Sometimes drug dealers used the store as a refuge from police. For example, police officer Saleh Judeh saw a suspect beckoning people outside the business. When the suspect saw police, he went inside the business and discarded 48 Ecstasy pills, 18 glassines of heroin, 14 bags of marijuana, and cocaine.

Judeh arrested the suspect and seized the drugs. Illegal drugs and alcohol have created a dangerous mix at the intersection. In 2018 so far, there were three non-fatal shootings at the Main-Weiss intersection. Drugs, shootings, and loud music have made living near the business a nightmare, leading residents to complain to elected officials.

Mayor Andre Sayegh and several council members held a press conference earlier in the month to designate the area as a crime hotspot, forcing problem establishments like Moya’s bar to close at midnight. The business curfew designation is pending before the council – a public hearing has been scheduled for next Tuesday.

Councilman Luis Velez, who verbally sparred with Richardson, urged the board to revoke the bar’s license. He told the three-member board that it has to be responsible to the community which has been clamoring for action against the business.

Richardson and Moya downplayed the problems at the hearing.

“Is Moe’s selling drugs?” asked Richardson. Moya wasn’t; however, he has allowed the business to become a “danger to the residents of that area.” She said the business curfew elsewhere has moved bad elements to her client’s location.

“All of us know that’s the reality of Paterson throughout the city,” said Moya through an interpreter.
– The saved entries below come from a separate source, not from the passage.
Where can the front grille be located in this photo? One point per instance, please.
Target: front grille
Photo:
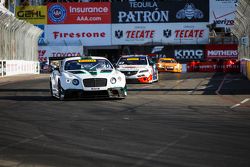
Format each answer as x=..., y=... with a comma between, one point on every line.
x=95, y=82
x=129, y=73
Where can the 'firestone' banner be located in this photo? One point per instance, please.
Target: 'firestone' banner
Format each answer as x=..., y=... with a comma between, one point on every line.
x=79, y=13
x=32, y=14
x=149, y=11
x=83, y=34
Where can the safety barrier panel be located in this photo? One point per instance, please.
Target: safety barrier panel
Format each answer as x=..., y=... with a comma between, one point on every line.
x=18, y=45
x=227, y=66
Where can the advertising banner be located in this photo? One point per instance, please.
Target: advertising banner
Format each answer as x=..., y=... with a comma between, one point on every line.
x=229, y=51
x=32, y=14
x=85, y=34
x=45, y=52
x=79, y=13
x=175, y=33
x=179, y=52
x=222, y=13
x=149, y=11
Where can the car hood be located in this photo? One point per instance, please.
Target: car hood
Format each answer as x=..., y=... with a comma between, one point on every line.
x=168, y=64
x=93, y=74
x=131, y=67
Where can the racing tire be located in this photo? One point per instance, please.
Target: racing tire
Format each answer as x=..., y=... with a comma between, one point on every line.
x=60, y=92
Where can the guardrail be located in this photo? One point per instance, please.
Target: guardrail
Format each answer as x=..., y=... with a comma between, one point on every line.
x=18, y=45
x=245, y=67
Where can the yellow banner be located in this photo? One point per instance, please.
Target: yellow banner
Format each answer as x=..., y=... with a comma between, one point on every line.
x=32, y=14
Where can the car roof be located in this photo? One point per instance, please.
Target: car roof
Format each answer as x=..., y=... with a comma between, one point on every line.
x=128, y=56
x=166, y=59
x=85, y=57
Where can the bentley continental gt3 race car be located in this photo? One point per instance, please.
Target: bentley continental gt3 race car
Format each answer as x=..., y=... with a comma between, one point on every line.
x=87, y=77
x=138, y=68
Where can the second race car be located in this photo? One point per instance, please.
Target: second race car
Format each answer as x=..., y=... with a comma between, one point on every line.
x=138, y=68
x=168, y=65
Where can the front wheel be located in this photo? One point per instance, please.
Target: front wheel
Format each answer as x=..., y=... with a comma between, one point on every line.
x=60, y=92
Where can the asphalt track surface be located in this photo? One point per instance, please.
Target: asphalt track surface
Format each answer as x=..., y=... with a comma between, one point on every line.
x=184, y=120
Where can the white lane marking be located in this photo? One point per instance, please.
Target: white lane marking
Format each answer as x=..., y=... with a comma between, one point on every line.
x=20, y=142
x=221, y=84
x=244, y=101
x=236, y=105
x=155, y=154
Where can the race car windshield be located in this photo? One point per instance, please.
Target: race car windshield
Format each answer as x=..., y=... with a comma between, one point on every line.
x=88, y=65
x=133, y=61
x=168, y=61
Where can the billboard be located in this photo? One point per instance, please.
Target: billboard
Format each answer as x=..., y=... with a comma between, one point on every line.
x=45, y=52
x=149, y=11
x=79, y=13
x=222, y=13
x=175, y=33
x=179, y=52
x=225, y=51
x=83, y=34
x=32, y=14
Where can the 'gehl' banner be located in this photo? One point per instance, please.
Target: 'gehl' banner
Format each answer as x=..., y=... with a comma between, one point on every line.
x=79, y=13
x=150, y=11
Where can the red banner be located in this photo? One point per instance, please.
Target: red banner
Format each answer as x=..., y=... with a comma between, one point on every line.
x=79, y=13
x=226, y=51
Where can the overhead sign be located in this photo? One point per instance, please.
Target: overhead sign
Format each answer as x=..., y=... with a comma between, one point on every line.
x=85, y=34
x=225, y=51
x=149, y=11
x=175, y=33
x=222, y=12
x=46, y=52
x=79, y=13
x=32, y=14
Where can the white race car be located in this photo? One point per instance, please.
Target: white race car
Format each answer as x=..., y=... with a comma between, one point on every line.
x=87, y=77
x=138, y=68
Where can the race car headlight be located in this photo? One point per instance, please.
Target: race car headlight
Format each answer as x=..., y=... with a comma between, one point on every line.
x=113, y=80
x=75, y=82
x=142, y=71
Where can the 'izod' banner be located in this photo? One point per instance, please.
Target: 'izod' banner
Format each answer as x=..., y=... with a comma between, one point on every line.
x=149, y=11
x=83, y=34
x=175, y=33
x=32, y=14
x=227, y=51
x=79, y=13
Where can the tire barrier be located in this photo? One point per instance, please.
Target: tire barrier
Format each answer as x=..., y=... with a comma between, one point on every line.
x=226, y=66
x=18, y=45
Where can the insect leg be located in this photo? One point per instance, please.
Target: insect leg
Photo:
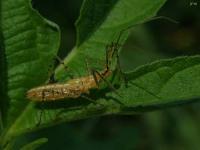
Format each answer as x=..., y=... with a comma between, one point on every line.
x=52, y=73
x=89, y=99
x=110, y=85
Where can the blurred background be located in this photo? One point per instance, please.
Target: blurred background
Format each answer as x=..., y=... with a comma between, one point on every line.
x=175, y=128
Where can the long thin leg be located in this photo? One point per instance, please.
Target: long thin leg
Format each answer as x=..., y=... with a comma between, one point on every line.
x=120, y=70
x=107, y=82
x=95, y=77
x=52, y=73
x=89, y=99
x=87, y=66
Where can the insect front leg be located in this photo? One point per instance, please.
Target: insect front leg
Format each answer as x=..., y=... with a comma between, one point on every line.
x=57, y=60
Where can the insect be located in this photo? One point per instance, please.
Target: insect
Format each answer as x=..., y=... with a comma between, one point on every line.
x=74, y=88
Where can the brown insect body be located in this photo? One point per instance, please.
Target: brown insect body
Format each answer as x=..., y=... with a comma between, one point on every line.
x=72, y=89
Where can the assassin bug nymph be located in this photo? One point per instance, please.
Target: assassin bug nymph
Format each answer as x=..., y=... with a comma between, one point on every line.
x=74, y=88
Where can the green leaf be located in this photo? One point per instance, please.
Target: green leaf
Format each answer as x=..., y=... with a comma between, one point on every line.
x=35, y=144
x=29, y=44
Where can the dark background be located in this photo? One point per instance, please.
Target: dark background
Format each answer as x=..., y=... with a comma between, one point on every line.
x=170, y=129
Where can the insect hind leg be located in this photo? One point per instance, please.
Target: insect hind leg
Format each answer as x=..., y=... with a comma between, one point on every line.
x=107, y=82
x=57, y=60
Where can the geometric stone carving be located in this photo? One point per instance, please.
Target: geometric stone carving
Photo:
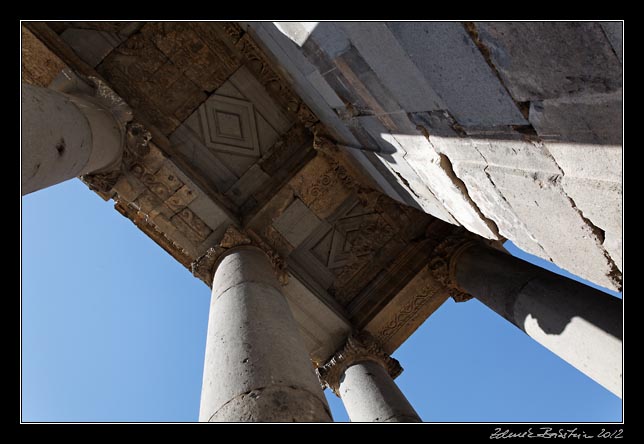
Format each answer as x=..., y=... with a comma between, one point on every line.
x=359, y=347
x=228, y=125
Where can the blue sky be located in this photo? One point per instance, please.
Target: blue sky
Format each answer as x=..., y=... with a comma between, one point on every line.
x=113, y=329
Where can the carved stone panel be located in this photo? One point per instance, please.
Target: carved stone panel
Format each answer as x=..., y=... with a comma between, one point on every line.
x=228, y=125
x=340, y=247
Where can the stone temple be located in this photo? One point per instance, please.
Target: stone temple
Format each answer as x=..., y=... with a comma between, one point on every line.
x=335, y=182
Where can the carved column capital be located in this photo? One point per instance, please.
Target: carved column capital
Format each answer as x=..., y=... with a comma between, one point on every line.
x=204, y=266
x=443, y=263
x=359, y=347
x=135, y=137
x=135, y=147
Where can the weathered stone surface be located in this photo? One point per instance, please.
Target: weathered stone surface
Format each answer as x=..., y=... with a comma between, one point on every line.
x=370, y=395
x=254, y=353
x=615, y=33
x=585, y=119
x=296, y=223
x=394, y=160
x=91, y=45
x=298, y=32
x=456, y=70
x=581, y=325
x=386, y=57
x=539, y=200
x=436, y=171
x=39, y=64
x=584, y=135
x=247, y=184
x=395, y=322
x=544, y=60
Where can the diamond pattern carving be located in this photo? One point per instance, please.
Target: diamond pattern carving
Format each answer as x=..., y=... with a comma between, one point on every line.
x=228, y=126
x=355, y=234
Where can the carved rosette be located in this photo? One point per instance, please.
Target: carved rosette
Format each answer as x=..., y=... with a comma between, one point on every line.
x=204, y=266
x=443, y=263
x=359, y=347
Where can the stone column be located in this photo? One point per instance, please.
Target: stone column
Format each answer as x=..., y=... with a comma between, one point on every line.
x=256, y=366
x=362, y=375
x=581, y=325
x=67, y=135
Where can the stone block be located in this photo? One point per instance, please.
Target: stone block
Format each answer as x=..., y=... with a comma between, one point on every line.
x=400, y=169
x=251, y=181
x=586, y=119
x=457, y=72
x=615, y=33
x=392, y=66
x=541, y=203
x=129, y=188
x=545, y=60
x=296, y=223
x=91, y=45
x=209, y=212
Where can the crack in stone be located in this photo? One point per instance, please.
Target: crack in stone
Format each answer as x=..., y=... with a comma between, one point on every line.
x=614, y=275
x=446, y=165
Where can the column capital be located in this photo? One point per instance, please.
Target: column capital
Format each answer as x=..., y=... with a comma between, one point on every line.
x=134, y=136
x=442, y=264
x=204, y=267
x=359, y=347
x=135, y=147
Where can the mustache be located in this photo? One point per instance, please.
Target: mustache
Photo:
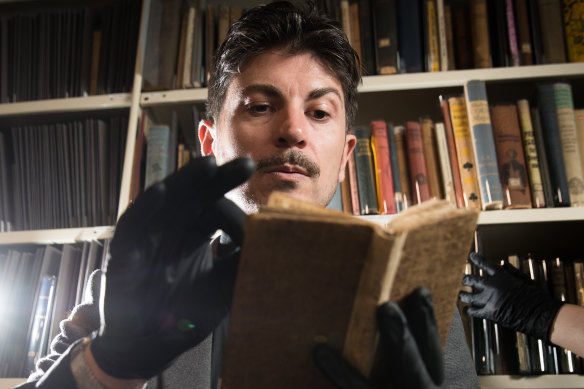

Police have said his business is responsible for creating that reality at the Main-Weiss intersection.

Both also appeared to suggest conditions have improved in the area. Soto asked sergeant Eric Montoya whether the condition has abated in the area.

“No, sir, it did not,” replied Montoya.

Moya claimed he shoos the crowd from the front of his business. “They move and then come back,” he said.

Moya suggested he could not control what takes place outside his business.

“How about the stuff within your control like selling alcohol after 10 p.m.? How about selling alcohol to minors? Those things are within your control, but you are doing nothing about it,” said Soto.

The business has been cited and suspended many times. Every few months it appears before the board to answer violations.

Soto asked if Moya cooperates with police by providing surveillance footage of the troublemakers.

“Always,” replied Moya.

Montoya shook his head in the negative.

Soto asked if police ask his business for footage.

“Nope,” replied Moya.

“You just testified you turn them over all the time,” remarked Soto.

Moya’s inconsistent testimony and his casual attitude at the hearing led Soto to assert he had a “wanton disregard” for state and municipal laws regulating liquor businesses.

The board dismissed a number of the charges and sustained others. The board issued a 200-day suspension that starts on Jul. 30, 2018.

After the hearing, Richardson vowed to appeal the board’s decision with the state. An appeal will mean the business remains open until the state board renders a decision.

“I think almost seven months will teach him a lesson on how to run a business and do the right thing,” said Velez, 5th Ward councilman.

The business is located in the 2nd Ward.

Ruby Cotton, 4th Ward councilwoman, agreed with Velez.

Both Velez and Cotton attended the hearing.